The Grand Canyon, no matter how much a work of natural beauty it appears, shows numerous signs of human handiwork. Perhaps the most subtle is the gradual loss of sandbanks resulting from the 1963 construction of the Geln Canyon dam upstream. Along with controlling water flow, the dam traps the sediments which had, for millennia, filtered through the canyon, creating sandy habitats for land and river life alike. As a result, four out of eight fish native to the Grand Canyon have died out, and a fifth extinction looks likely soon.

But the Independent reports that an experiment is now underway to see if restoration is possible. For 90 hours, additional water has been piped in at the rate of 41,000 cubic feet per second, stirring up 800,000 tons of sediment. The flow will end today, but the experiment is just beginning. Over the next 18 months, scientists with the US Geological Survey will be watching the formation of sand bars and silt pools to see if the result is a resurgence of native species.

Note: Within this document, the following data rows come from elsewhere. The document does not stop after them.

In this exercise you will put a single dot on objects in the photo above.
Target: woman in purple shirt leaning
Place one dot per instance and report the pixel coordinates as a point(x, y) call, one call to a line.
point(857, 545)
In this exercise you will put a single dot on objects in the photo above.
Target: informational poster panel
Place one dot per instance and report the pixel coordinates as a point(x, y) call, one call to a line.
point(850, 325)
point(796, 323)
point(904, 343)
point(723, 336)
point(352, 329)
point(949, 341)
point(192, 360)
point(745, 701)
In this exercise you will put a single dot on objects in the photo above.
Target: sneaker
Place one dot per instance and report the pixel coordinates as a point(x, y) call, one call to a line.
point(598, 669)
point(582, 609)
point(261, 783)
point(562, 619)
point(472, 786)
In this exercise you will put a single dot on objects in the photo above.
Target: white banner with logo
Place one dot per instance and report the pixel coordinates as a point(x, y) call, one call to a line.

If so, further water flows will help keep the sediment moving the way it should. More information is available from the Bureau of Reclamation and the USGS.

The scientists working on this project will not be able to restore the Grand Canyon entirely, but may be able to shift it back towards a state closer to natural. This will be difficult, but it's worth trying. The Independent talked to Bennett Raley, the assistant secretary for water and science at the Department of the Interior about this issue:

[Raley] said the experiment was a process by which scientists try something, learn from their mistakes and then try something else.

"Speaking tongue in cheek, playing God is harder than it looks," he said.